Any match between Colombia and Uruguay would evoke images of their two greatest stars, Radamel Falcao Garcia and Luis Suarez.

 For different reasons, however, the two world class strikers will not be playing in the World Cup’s round of 16 today in Rio de Janeiro’s Maracana stadium. And the two teams enter the crucial match with very different mindsets.

 Colombia are hugely confident on the back of their three first-round wins and have got used to playing without the injured Falcao.    The 28-year-old Monaco striker tore the anterior cruciate ligament in his left knee in January, and while coach Jose Pekerman waited for him to the last, Falcao did not make it to Brazil.

 Uruguay just scraped through to the round of 16 after losing against Costa Rica the only match they played without the 27-year-old Suarez in Brazil.

 In the second of the two games he did play, Suarez bit Italy defender Giorgio Chiellini, and FIFA punished him with a nine-game ban that will sideline him from the rest of the World Cup.

 Back in the tournament for the first time since France 1998, Colombia have done very well without Falcao.

 They beat Greece, Ivory Coast and Japan in the first round, qualified for the round of 16 after just two matches. While they scored one goal less than group stage top scorers the Netherlands, they also conceded one goal less than the Dutch.

 If Colombia are missing Falcao, it does not show. Midfielder James Rodriguez, 22, has stepped up as the team’s leader and scored three goals, one in each of Colombia’s games so far. Striker Jackson Martinez and midfielder Juan Guillermo Cuadrado have also done well.

“This Colombia team is hungry for glory, we want to make history, we want to go far,” Martinez warned ahead of the match against Uruguay.

Uruguay are in a very different position. They attained the round of 16 in their third group-round match, against Italy, and have spent all their time since then worrying about Suarez.

By the end of that match, Suarez’s bite was the major issue, an investigation was soon launched, and the decision to ban the striker came Thursday, just a few hours ahead of Uruguay’s flight to Rio.

Uruguay players were upset about their teammate’s exit, but they vowed it would make them stronger.

“Nothing will stop us. We will keep going with humility, unity, commitment, acknowledging our mistakes and with our head always held high,” captain Diego Lugano wrote on Facebook on Thursday.

“More united than ever,” young defender Jose Maria Gimenez said on Twitter.   The attacking pair of Suarez and Edinson Cavani worked well against England, where Suarez scored a brace, and while it was less powerful against Italy, it would have been a threat for any rival in the World Cup’s knock-out stages.

Bringing back veteran Diego Forlan, 35, who was voted the best player of the 2010 World Cup, is an alternative to Suarez, but it costs Uruguay a lot of their punch, at least on paper.

Uruguay are traditionally a gritty team that grows when times are tough.

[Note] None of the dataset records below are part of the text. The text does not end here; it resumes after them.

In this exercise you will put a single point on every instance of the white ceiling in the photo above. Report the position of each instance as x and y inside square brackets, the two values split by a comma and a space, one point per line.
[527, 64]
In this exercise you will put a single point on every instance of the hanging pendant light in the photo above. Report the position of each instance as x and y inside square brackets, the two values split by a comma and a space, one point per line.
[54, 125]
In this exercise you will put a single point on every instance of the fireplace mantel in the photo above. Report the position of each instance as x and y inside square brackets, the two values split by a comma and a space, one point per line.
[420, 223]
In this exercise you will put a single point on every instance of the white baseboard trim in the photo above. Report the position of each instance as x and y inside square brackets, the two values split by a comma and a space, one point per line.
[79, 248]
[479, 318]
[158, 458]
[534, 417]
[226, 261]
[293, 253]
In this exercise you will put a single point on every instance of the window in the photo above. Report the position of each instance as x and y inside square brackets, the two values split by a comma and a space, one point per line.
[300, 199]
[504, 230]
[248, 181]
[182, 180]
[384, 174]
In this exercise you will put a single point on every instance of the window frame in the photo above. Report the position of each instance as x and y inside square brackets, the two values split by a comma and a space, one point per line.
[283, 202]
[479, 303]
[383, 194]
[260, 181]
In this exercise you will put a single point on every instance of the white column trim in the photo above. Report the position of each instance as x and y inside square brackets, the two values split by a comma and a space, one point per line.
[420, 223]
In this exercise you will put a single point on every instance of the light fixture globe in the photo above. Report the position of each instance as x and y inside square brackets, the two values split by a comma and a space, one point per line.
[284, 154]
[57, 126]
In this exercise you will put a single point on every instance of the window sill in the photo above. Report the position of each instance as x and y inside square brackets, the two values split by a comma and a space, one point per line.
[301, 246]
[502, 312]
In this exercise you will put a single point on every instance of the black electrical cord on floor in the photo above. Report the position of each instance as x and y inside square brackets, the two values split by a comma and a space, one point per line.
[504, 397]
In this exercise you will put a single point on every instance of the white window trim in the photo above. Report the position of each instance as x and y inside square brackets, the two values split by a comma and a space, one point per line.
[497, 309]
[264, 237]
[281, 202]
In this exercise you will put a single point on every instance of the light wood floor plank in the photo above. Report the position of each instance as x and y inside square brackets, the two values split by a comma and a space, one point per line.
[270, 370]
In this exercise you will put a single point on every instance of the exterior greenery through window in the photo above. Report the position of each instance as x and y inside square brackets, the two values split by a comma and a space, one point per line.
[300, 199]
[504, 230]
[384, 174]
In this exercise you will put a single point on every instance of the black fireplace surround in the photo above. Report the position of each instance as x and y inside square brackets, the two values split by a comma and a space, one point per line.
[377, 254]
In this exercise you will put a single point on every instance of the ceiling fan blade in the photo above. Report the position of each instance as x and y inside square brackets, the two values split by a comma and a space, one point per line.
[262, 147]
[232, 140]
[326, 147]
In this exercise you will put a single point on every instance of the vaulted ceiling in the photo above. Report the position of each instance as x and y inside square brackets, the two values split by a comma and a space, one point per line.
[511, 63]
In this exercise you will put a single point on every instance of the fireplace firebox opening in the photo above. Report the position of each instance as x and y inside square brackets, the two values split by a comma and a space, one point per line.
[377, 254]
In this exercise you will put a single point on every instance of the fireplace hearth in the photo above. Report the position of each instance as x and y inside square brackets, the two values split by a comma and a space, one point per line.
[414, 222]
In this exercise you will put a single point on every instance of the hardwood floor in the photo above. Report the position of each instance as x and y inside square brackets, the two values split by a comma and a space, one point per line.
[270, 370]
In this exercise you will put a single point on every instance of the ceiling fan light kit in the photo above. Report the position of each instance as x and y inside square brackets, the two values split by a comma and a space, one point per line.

They are an experienced side which has been known to come out  on top against theoretically better rivals.

Colombia are almost the opposite: a young team with no World Cup experience prior to Brazil 2014. And yet they have so far handled the pressure of being on the largest stage in the world of football very well, and they have the support of thousands of their fans in the stands.

In 1950, Uruguay beat hosts Brazil in Rio to lift the second World Cup trophy in their history, in what became known as the Maracanazo.

Beating Colombia on Saturday would be a lesser achievement, but it would allow Uruguay to bounce back after the departure of their fallen hero Suarez.